When I was in sixth form, I wanted my year at school to be “The Year That Didn’t”… go to university. It obviously didn’t happen and my inner rebel was disappointed. However, I ended up not going myself that year and began an amazing journey with one of my best friends exploring the wonders of colourful Mexico and, well, the redbull of Thailand. It was wild, silly, but most importantly, an experience that taught me there is more to life than my pleasant inner city school and silly boy worries.

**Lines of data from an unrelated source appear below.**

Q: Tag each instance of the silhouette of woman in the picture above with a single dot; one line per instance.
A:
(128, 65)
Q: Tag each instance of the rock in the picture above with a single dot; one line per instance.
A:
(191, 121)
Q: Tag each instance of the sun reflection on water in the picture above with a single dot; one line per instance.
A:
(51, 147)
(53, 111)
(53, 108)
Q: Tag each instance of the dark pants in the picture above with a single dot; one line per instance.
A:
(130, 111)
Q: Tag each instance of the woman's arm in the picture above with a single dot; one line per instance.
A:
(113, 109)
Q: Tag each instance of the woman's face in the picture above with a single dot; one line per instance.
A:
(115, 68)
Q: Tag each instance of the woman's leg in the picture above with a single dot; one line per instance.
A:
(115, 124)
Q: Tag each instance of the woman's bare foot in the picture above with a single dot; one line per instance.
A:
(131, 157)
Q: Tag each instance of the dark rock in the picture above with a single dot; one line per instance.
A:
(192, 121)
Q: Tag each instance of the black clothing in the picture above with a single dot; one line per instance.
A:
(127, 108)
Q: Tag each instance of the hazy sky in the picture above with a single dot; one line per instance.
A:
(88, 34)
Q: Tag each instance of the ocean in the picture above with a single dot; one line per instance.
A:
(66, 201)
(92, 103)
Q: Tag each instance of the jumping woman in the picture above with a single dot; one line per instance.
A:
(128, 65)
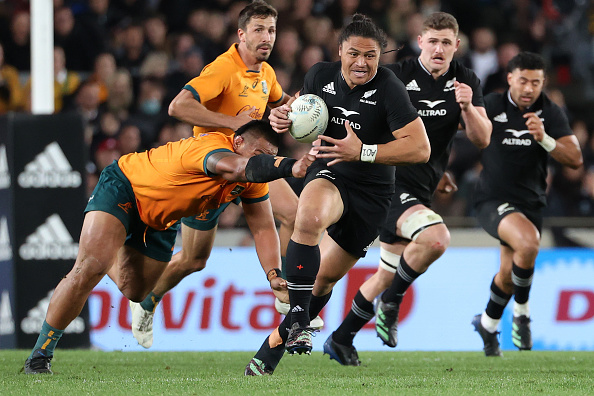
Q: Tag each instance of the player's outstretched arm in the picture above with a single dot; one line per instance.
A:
(186, 108)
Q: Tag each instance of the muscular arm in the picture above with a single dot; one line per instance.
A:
(478, 125)
(186, 108)
(567, 152)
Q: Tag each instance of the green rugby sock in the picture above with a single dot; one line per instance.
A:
(48, 339)
(150, 302)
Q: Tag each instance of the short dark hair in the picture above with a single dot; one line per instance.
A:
(526, 61)
(256, 9)
(441, 21)
(363, 26)
(259, 128)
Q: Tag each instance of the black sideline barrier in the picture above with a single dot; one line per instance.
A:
(42, 198)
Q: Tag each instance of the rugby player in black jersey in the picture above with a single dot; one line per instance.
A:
(511, 192)
(413, 236)
(372, 126)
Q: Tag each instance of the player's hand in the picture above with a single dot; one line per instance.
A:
(347, 149)
(279, 119)
(243, 118)
(279, 288)
(447, 185)
(463, 94)
(300, 167)
(535, 126)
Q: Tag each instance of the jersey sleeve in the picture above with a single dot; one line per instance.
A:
(557, 124)
(255, 192)
(398, 106)
(276, 91)
(214, 79)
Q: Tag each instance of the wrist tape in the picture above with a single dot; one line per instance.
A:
(263, 168)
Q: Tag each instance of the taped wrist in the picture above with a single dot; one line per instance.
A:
(263, 168)
(548, 143)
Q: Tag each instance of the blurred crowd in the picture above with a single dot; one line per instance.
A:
(119, 63)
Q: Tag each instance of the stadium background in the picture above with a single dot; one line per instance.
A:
(147, 50)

As we met various fellow travellers, I began to realise that not everyone takes the same path in life and perhaps the ‘right’ path is actually not so perfect. Everyone seems to think that we should do our A levels, go to university, get a job and build a career. However, my gap year opened my eyes to other options. Some people were travelling post-divorce, others post university, others having lost their jobs and some had always travelled and never even contemplated a 9 to 5. At the time, I didn’t think much about it, but as I embark on my own voyage post graduation, whether that be back to London from Exeter or across the world to the middle east, I cannot help but get a thrill from the freedom that ensues and the importance of having fun. Why waste my time on a job in teaching that I will probably get bored of in five years time? Why get lost in a successful career in publishing that will end up in me working long hours in a stuffy office, for not very much money? Instead, I want to live life to the full and enjoy myself for a while!
I hate to sound like a gap year tragedy (i.e someone who wears an anklet three years after they’ve arrived home) but I really would urge everyone to take a year out… or three. At the moment, we are all being forced to panic about spending cuts, crime rates and the future. For those of us who have a family who depend on us then perhaps it’s not the best time to up and leave. But for us students, I think we’ve been given a great opportunity to start something positive elsewhere and perhaps we should start thinking about clawing our way through the economy at a later date?
So, with two of my friends globetrotting post graduation and another two of my friends spending their third year of university abroad, I’ve started to think about getting out of London myself. I’m also hoping for there to be an influx in bronzed backpackers to join me with the forthcoming rise in tuition fees.
Put one finger up to the system, save some money and bugger off to India for the year where you can really decide whether a degree is worth £9000 or not, away from the pressures of society. Sound good to you?
… Right, I’ll dig out my back pack and join you.